Fix for histogram merging #815

ksneab7 · 2023-05-09T20:08:12Z

No description provided.

JGSweets · 2023-05-09T20:23:45Z

dataprofiler/profilers/histogram_utils.py

@@ -14,6 +14,218 @@
 )


+def rework_ptp(maximum, minimum):


once we fix naming, we should make these private as well.

JGSweets · 2023-05-09T20:24:37Z

dataprofiler/profilers/histogram_utils.py

+    -------
+    h : An estimate of the optimal bin width for the given data.
+    """
+    dataset_size = sum(profile._stored_histogram["histogram"]["bin_counts"])


We can instead use the profile.sampling_size.

AttributeError: 'IntColumn' object has no attribute 'sampling_size'

JGSweets · 2023-05-09T20:24:59Z

dataprofiler/profilers/histogram_utils.py

+    minimum = profile._stored_histogram["histogram"]["bin_edges"][0]
+    maximum = profile._stored_histogram["histogram"]["bin_edges"][-1]

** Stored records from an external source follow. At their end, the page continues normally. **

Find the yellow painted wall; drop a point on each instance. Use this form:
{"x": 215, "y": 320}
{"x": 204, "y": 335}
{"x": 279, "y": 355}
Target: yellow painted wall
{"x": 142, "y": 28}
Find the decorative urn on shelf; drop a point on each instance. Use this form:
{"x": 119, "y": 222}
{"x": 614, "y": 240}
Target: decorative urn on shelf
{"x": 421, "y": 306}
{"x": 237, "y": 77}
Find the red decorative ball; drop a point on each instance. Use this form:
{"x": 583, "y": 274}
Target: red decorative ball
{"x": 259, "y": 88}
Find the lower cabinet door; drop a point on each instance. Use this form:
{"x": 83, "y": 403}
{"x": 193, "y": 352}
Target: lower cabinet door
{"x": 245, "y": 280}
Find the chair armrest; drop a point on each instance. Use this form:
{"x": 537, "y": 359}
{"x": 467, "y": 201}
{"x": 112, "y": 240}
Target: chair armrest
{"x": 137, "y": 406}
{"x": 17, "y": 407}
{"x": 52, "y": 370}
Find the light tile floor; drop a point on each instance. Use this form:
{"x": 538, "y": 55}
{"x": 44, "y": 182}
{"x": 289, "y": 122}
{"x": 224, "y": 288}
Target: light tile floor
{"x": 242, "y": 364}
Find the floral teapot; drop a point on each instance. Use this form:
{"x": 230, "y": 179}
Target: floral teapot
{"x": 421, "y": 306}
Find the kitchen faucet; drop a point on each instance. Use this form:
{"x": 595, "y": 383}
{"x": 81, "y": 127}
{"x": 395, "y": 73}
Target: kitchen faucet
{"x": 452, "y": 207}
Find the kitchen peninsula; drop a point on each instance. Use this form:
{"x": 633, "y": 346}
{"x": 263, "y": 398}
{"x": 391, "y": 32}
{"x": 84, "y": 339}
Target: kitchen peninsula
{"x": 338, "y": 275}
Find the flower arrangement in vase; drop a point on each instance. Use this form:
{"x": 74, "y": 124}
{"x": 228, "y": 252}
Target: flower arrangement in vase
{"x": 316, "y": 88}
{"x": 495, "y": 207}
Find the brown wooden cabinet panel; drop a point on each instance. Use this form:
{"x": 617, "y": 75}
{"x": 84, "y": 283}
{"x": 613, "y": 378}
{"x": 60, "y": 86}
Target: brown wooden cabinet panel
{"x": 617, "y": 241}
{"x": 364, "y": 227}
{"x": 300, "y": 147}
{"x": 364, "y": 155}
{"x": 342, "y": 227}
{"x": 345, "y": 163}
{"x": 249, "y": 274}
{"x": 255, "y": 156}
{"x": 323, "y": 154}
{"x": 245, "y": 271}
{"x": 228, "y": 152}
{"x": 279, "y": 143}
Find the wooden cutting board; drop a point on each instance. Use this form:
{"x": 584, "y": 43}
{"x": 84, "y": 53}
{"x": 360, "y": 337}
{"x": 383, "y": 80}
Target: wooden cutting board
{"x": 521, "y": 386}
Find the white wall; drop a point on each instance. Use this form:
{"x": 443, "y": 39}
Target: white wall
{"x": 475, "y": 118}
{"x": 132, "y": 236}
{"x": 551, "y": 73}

Should be able to use profile.min etc.

JGSweets · 2023-05-09T20:25:14Z

dataprofiler/profilers/histogram_utils.py

+    dataset_size = sum(profile._stored_histogram["histogram"]["bin_counts"])
+    minimum = profile._stored_histogram["histogram"]["bin_edges"][0]
+    maximum = profile._stored_histogram["histogram"]["bin_edges"][-1]
+    return (rework_ptp(maximum, minimum) /


JGSweets · 2023-05-09T20:25:24Z

dataprofiler/profilers/histogram_utils.py

+    dataset_size = sum(profile._stored_histogram["histogram"]["bin_counts"])
+    minimum = profile._stored_histogram["histogram"]["bin_edges"][0]
+    maximum = profile._stored_histogram["histogram"]["bin_edges"][-1]


JGSweets · 2023-05-09T20:25:30Z

dataprofiler/profilers/histogram_utils.py

+    dataset_size = sum(profile._stored_histogram["histogram"]["bin_counts"])
+    minimum = profile._stored_histogram["histogram"]["bin_edges"][0]
+    maximum = profile._stored_histogram["histogram"]["bin_edges"][-1]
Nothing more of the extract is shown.